Tuesday, February 22, 2011

The ECB is becoming more hawkish

There has been an increase in the hawkishness by some ECB members, be it Bini-Smaghi last week or Mersch today . With the next ECB meeting being one week away, the ECB council seems to be moving towards the view that inflation risks are rising whereas the recovery becomes more sustained - at least in the core countries and given the relative size, also for the Eurozone average. It remains my opinion that the ECB will raise rates by June (see A higher ECB repo rate by June dated Feb 2) but keep liquidity provision ample. As the chart below shows, the peripheral markets have calmed down. 10y Spanish, Italian and Belgium yields have stopped rising and moved in a range over the past months.

10y peripheral yields have stopped rising, except in Portugal
Source: Bloomberg

Only the Portuguese situation has continued to worsen. To me it looks like the other Eurozone countries are trying to force Portugal into a bail-out while at the same time announce the overhaul of the EFSF. Such a solution could - if done properly - lead to a further calming in the peripheral crisis. Furthermore, an overhauled EFSF would be acting like a second monetary institution alongside the ECB but effectively be in charge of long-term peripheral yields. As a result, the ECB can concentrate again on its main policy tools - the repo rate and liquidity provision.

Accordingly, my basic views still hold:

Policy tool

Direction

Expected stance

Repo rate (ECB)

Higher

Less accommodative

Liquidity provision (ECB)

Unchanged

Ample liquidity

Peripheral bond yields (EFSF)

Lower

Less restrictive

Wednesday, February 2, 2011

A higher ECB repo rate by June

It is my belief that the ECB will start its next rate hiking cycle by June this year. The 1% repo rate was established in an environment where the Eurozone economy was contracting sharply and in combination with the financial market crisis threatened a deflationary depression. In the meantime, the aggregate Eurozone data show that growth has recovered back to around trend whereas headline inflation has moved above 2% and also core inflation rate is on the rise again after having hit a low in mid 2010. Furthermore, credit availability is on the rise again (see also Monetary developments in the Eurozone will soon call for higher rates dated 28 January). As a result, monetary policy is getting even more accommodative!

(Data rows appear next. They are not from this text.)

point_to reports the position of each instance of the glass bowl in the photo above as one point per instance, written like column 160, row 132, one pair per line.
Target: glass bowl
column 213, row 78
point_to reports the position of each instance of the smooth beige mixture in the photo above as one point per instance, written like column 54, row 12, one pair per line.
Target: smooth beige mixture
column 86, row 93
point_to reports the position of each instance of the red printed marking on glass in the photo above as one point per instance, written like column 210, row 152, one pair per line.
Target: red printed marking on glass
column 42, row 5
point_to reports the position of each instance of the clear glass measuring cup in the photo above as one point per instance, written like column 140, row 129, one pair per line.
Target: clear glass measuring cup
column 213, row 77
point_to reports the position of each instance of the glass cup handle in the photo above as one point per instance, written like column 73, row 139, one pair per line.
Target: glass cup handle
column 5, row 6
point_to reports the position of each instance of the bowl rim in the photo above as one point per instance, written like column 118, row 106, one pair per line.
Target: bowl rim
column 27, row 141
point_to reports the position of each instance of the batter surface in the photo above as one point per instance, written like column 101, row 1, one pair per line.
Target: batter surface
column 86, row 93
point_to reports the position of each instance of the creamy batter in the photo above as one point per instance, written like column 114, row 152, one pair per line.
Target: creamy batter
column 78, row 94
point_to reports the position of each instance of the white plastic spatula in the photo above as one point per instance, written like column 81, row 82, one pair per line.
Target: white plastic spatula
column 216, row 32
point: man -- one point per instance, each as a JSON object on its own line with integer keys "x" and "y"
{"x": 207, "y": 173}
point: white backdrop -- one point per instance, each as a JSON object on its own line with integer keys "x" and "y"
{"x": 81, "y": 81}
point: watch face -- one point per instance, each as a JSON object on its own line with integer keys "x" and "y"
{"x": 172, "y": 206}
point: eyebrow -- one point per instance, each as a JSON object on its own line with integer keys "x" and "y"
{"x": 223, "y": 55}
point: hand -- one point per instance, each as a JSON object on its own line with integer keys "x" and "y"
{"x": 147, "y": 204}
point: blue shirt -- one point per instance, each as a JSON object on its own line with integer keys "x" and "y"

However, neither the state of financial markets, nor the real economy are warranting this exceptionally low repo rate much longer and the ECB should start to remove some of its accommodation via raising the repo rate. On the other side, the banking sector is still depending on the ECB’s liquidity provision measures and its weak solvability suggests that this will remain the case for longer. In turn, the ECB can continue to provide ample liquidity – but at a higher price – to support the banking sector. Finally, a reformed EFSF can be established as a second monetary authority besides the ECB with the aim of capping bond yields of fundamentally weak countries. I have long been of the opinion that a substantial bond buying programme by the ECB/EFSF could break the adverse feedback loop in the periphery (higher yields worsen the budget deficit and are a headwind for the economy, both acting to worsen the already poor fundamental outlook and driving away bond investors, leading yields even higher). In fact, if done in a sensible manner, the EFSF could start a virtuous circle whereby lower peripheral bond yields reduce the deficit (via lower interest rate payments) and weaken the restrictive monetary environment for the peripheral economies, thereby helping growth. This in turn will improve the fundamentals for the peripheral credits and help to bring back private investors into the market, further lowering yields.


Policy tool

Direction

Expected stance

Repo rate (ECB)

Higher

Less accommodative

Liquidity provision (ECB)

Unchanged

Ample liquidity

Peripheral bond yields (EFSF)

Lower

Less restrictive


Overall, I expect that we will be left with a higher repo rate (a less accommodative environment for the core countries), lower peripheral bond yields (a less restrictive monetary environment for the peripheral countries) but an environment where liquidity continues to be ample.